Villa R F, Arnaboldi R, Gorini A, Geroldi D
Department of Science, University of Pavia, Italy.
Farmaco. 1989 Feb;44(2):215-26.
The maximum rate (Vmax) of some mitochondrial enzymatic activities related to energy transduction (citrate synthase, malate dehydrogenase, NADH-cytochrome c reductase (as total activity), cytochrome oxidase) and amino acid metabolism (glutamate dehydrogenase) were evaluated in non-synaptic (free) and synaptic mitochondria from rat brain hippocampus. Three types of mitochondria were isolated from rats subjected to single i.p. treatments with piracetam (300 mg.kg-1) or with clonidine (750 micrograms.kg-1). With respect to the enzymatic pattern of three types of non-synaptic and synaptic mitochondria, in hippocampus a different maximum rate of both NADH-cytochrome c reductase and cytochrome oxidase was observed, these activities in particular being lowest in the "synaptic heavy" mitochondrial subfraction than in the "synaptic light" one; in addition, other enzyme activities are different in the "free" as compared to both the "light" and "heavy" mitochondria. This confirms that in various types of brain mitochondria a different metabolic machinery exists. Acute treatment with piracetam decreased citrate synthase, glutamate dehydrogenase, NADH-cytochrome c reductase and cytochrome oxidase activities only in the "heavy" mitochondria obtained from synaptosomes. Acute treatment with clonidine decreased the citrate synthase, NADH-cytochrome c reductase and cytochrome oxidase activities only in the same type of mitochondria, i.e. synaptic "heavy" mitochondria. However, this drug increased the same enzymatic activities in "free" mitochondria, some of them being increased or decreased in "light" intrasynaptic ones. Therefore in vivo administration of piracetam mainly affects some specific enzyme activities (suggesting a specific molecular trigger mode of action) of the intrasynaptic mitochondria (suggesting a specific subcellular trigger site of action), the effect on enzyme activities by clonidine being more complex.

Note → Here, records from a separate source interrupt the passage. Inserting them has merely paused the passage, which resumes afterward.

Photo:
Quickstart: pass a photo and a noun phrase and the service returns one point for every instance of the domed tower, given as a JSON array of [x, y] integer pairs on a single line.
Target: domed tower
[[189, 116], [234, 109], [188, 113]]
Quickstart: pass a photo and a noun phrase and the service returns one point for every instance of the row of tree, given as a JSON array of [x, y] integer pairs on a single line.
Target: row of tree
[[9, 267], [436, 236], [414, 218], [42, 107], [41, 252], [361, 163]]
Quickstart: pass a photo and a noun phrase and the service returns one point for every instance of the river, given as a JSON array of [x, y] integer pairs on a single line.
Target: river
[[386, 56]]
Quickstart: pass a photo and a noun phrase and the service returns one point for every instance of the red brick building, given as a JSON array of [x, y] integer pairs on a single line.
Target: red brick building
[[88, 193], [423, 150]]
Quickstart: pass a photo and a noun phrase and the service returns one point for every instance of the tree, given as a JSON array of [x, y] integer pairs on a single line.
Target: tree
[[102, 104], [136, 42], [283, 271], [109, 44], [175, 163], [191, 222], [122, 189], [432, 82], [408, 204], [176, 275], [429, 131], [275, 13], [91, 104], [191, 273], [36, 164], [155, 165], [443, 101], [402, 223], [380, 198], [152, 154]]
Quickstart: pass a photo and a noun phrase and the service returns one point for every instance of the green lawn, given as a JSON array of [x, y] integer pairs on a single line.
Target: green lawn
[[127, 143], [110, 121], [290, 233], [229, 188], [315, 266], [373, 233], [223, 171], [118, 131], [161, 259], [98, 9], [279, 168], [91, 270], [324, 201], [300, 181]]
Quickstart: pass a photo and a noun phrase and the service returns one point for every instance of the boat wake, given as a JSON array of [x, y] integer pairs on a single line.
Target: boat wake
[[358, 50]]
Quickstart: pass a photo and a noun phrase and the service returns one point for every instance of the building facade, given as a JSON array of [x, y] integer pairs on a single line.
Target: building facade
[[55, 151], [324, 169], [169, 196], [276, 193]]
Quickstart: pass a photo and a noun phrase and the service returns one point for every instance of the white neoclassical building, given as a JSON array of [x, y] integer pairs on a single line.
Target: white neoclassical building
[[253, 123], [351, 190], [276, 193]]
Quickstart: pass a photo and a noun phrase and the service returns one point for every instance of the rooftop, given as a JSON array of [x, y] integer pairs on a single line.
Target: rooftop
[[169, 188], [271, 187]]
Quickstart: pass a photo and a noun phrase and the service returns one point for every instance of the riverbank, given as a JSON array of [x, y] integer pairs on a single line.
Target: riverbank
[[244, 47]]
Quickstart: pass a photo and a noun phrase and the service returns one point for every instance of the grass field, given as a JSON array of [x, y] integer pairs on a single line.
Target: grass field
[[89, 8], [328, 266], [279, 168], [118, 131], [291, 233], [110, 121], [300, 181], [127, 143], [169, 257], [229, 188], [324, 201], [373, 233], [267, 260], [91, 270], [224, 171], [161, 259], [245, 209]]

在大鼠脑海马体的非突触(游离)线粒体和突触线粒体中,评估了一些与能量转导相关的线粒体酶活性(柠檬酸合酶、苹果酸脱氢酶、NADH - 细胞色素c还原酶(总活性)、细胞色素氧化酶)以及氨基酸代谢(谷氨酸脱氢酶)的最大反应速率(Vmax)。从经腹腔注射吡拉西坦(300 mg·kg⁻¹)或可乐定(750 μg·kg⁻¹)单次处理的大鼠中分离出三种类型的线粒体。关于三种类型的非突触和突触线粒体的酶模式,在海马体中观察到NADH - 细胞色素c还原酶和细胞色素氧化酶的最大反应速率不同,特别是这些活性在“突触重”线粒体亚组分中比在“突触轻”亚组分中更低;此外,与“轻”和“重”线粒体相比,“游离”线粒体中的其他酶活性也不同。这证实了在各种类型的脑线粒体中存在不同的代谢机制。吡拉西坦急性处理仅降低了从突触体获得的“重”线粒体中的柠檬酸合酶、谷氨酸脱氢酶、NADH - 细胞色素c还原酶和细胞色素氧化酶活性。可乐定急性处理仅降低了同一类型线粒体即突触“重”线粒体中的柠檬酸合酶、NADH - 细胞色素c还原酶和细胞色素氧化酶活性。然而,这种药物增加了“游离”线粒体中的相同酶活性,其中一些在“轻”突触内线粒体中增加或降低。因此,体内给予吡拉西坦主要影响突触内线粒体的一些特定酶活性(表明特定的分子触发作用模式),(表明特定的亚细胞触发作用位点),可乐定对酶活性的影响更为复杂。